Ayla cogió la otra lanza y esta vez apuntó con más cuidado. La yegua relinchaba de dolor y confusión, y cuando la punta de la otra lanza penetró en su cuello, se lanzó hacia delante en un último y valeroso esfuerzo. Después cayó hacia atrás con un gemido que más parecía un sollozo, con dos heridas y una pata rota. Un fuerte golpe con el garrote puso fin a su agonía.

Ayla fue dándose cuenta poco a poco de lo que acababa de pasar: todavía estaba demasiado aturdida para comprender su hazaña. En el borde de la zanja, pesadamente apoyada en el garrote que todavía tenía sujeto y tratando de recobrar el resuello, contemplaba a la yegua caída en el fondo del hoyo. Con su pelaje grisáceo y enmarañado cubierto de sangre y tierra, el animal había quedado inmóvil.

Entonces, lentamente, comprendió. Un impulso diferente de cuantos había experimentado anteriormente brotó de sus adentros, se hinchó en su garganta y salió por su boca en un alarido primitivo de victoria. ¡Lo había logrado!

En ese momento, en un valle solitario en medio de un vasto continente, en alguna parte cerca de los límites indefinidos entre las desoladas estepas septentrionales del loess y las estepas continentales más húmedas del sur, una joven estaba de pie, con un garrote de hueso en la mano... y se sentía poderosa. Podía sobrevivir. Sobreviviría.
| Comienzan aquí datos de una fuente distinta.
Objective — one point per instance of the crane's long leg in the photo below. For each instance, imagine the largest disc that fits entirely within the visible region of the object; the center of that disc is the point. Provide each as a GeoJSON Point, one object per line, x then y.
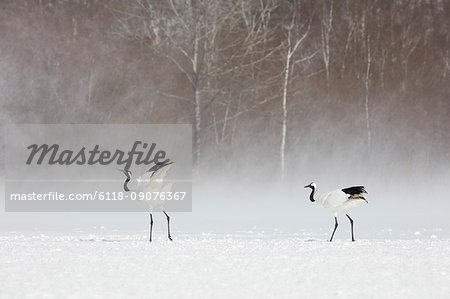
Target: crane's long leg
{"type": "Point", "coordinates": [168, 226]}
{"type": "Point", "coordinates": [151, 226]}
{"type": "Point", "coordinates": [351, 222]}
{"type": "Point", "coordinates": [335, 227]}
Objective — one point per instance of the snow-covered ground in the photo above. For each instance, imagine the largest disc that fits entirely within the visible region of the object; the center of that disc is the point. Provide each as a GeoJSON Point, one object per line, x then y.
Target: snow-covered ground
{"type": "Point", "coordinates": [220, 266]}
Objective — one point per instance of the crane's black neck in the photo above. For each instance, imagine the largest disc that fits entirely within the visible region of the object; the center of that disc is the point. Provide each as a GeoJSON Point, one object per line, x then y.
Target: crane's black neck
{"type": "Point", "coordinates": [311, 196]}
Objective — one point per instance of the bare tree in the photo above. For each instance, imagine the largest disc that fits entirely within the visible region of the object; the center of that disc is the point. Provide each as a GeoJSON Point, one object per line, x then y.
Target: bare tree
{"type": "Point", "coordinates": [292, 44]}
Pero su exaltación duró poco. Al mirar al caballo que yacía en la zanja, se le ocurrió de pronto que no podría sacar al animal entero del hoyo; tendría que descuartizarlo allí mismo, en medio del barro, y luego transportar los trozos a la playa rápidamente, con el pellejo entero en un estado razonablemente bueno, antes de que demasiados depredadores percibieran el olor de la sangre. Tendría que cortar la carne en tiras delgadas, guardar las otras partes que necesitaba, mantener encendidas las hogueras y montar guardia mientras la carne se secaba.

¡Estaba agotada por la horrible noche de trabajo y la enervante cacería! Pero ella no era uno de los hombres del Clan, que, una vez concluida la parte excitante, podían dejar la tarea de despedazar y disponer la carne a las mujeres. El trabajo de Ayla acababa de empezar. Dio un profundo suspiro y saltó al hoyo para rajar el cuello de la yegua.

Volvió a la carrera a la playa en busca de la tienda de cuero y de las herramientas de pedernal; al regresar vio que la manada seguía avanzando por el extremo más apartado del valle. Se olvidó de los caballos mientras se esforzaba, en el escaso espacio de que disponía, cubierto de sangre y lodo, por cortar trozos de carne tratando de no lastimar la piel del animal más de lo que estaba.

Aves carroñeras estaban ya arrancando trozos de carne de los huesos que había arrojado la joven. Cuando tuvo en la tienda toda la carne que era capaz de acarrear, la arrastró hasta la playa, agregó combustible al fuego y amontonó su carga lo más cerca que pudo de la hoguera. Regresó a todo correr arrastrando el cuero vacío, pero ya tenía la honda en la mano y arrojaba piedras a medida que avanzaba y antes de alcanzar la zanja. Oyó el chillido de un zorro y vio que éste se alejaba cojeando. Había podido matar uno de no haberse quedado sin piedras; recogió más piedras del lecho del río y bebió un poco antes de reanudar su tarea.

La piedra fue segura y mortal para el lobo que había desafiado el calor del fuego y trataba de llevarse un buen trozo de carne cuando Ayla regresaba con su segunda carga. Llevó su carne hasta el fuego y regresó para recoger al glotón, esperando tener tiempo para desollarlo: la piel de lobo era particularmente útil para el invierno. Echó más leña al fuego y revisó el montón de madera del río.